Shale oil and gas reserves became an important source of energy and their development can increase fossil fuel source. The shale exploration activities have been growing very fast worldwide. However, shale oil and gas production differs from conventional reservoirs in many ways due to its underlying complexities associated with reservoir rock and petro-physical properties as well as extremely low permeability. While massive hydraulic fracturing through horizontal well completion for commercial production of shale oil and gas is paramount, there are many development challenges in regards to understanding of hydraulic fracture propagation behaviour, and its potential impact on fluid flow as required to accurately assess the production performance.
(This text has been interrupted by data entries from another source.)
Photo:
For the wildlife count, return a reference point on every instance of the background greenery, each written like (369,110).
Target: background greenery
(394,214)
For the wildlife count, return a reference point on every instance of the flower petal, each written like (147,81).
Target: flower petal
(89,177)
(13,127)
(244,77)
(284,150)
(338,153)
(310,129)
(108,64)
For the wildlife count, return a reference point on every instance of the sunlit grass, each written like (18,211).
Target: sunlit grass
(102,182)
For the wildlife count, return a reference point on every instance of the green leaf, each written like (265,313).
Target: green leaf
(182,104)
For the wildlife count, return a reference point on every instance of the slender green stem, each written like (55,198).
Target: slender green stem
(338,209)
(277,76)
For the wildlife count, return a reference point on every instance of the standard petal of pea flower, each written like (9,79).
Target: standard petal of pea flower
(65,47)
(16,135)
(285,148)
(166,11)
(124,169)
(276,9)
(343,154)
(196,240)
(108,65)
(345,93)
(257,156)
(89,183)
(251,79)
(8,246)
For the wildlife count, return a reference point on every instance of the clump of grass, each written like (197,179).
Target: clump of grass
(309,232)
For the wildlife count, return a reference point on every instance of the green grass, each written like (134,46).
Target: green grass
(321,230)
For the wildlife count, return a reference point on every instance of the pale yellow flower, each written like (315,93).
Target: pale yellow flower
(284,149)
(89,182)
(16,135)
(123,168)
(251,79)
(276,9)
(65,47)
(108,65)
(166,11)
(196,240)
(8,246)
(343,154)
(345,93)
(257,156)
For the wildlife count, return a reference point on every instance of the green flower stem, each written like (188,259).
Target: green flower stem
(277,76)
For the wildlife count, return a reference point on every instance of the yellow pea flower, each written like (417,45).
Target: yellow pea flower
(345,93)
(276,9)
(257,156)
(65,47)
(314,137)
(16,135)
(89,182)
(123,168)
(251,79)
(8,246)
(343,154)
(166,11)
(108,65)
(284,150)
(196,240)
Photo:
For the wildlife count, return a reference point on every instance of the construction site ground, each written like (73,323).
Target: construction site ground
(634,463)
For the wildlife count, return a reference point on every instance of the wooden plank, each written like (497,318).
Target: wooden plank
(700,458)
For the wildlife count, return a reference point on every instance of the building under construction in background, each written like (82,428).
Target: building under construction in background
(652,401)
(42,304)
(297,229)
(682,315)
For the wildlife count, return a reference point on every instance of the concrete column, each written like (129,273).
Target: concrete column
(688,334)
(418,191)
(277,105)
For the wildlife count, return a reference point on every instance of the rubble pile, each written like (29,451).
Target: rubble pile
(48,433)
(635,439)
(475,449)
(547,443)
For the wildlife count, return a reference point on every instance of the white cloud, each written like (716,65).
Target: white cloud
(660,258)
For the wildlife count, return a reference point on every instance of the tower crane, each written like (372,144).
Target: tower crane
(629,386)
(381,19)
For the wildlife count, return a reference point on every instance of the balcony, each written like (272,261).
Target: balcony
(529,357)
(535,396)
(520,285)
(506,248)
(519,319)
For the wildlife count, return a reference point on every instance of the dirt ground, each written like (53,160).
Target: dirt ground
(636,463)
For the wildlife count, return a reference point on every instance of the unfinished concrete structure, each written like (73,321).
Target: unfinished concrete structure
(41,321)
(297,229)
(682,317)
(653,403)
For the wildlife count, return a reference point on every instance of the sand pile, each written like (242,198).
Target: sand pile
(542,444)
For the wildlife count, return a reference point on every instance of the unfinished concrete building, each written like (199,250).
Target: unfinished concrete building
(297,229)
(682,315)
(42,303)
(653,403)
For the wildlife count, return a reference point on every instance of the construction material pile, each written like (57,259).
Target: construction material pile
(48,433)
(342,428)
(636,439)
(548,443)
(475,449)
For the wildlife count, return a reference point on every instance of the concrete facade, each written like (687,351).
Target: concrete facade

The principle mechanism of hydraulic fracture propagation behaviours in shale formation is not well documented. In addition the shale formation is very heterogonous in nature, especially in vertical direction. The fracture propagation behaviour of rock strongly depends on rock mechanical properties, far field stress state and orientation and anisotropies present in the formations such as bedding. This paper presents results of numerical simulation, where shale rock samples are subjected to tensile, uni-axial compression and confined compression tests; and their behaviour are studied. In the first stage, mechanical properties of the simulated samples are calibrated against mechanical properties of two oil shales considered from western US to get micro-mechanical properties that define the samples in the PFC2D. In the second stage these micro-mechanical properties are used to simulate two kinds of rock, one of which has a vertical heterogeneity and the other has lateral heterogeneity to study the effect of fissility on mechanical properties measured in different directions.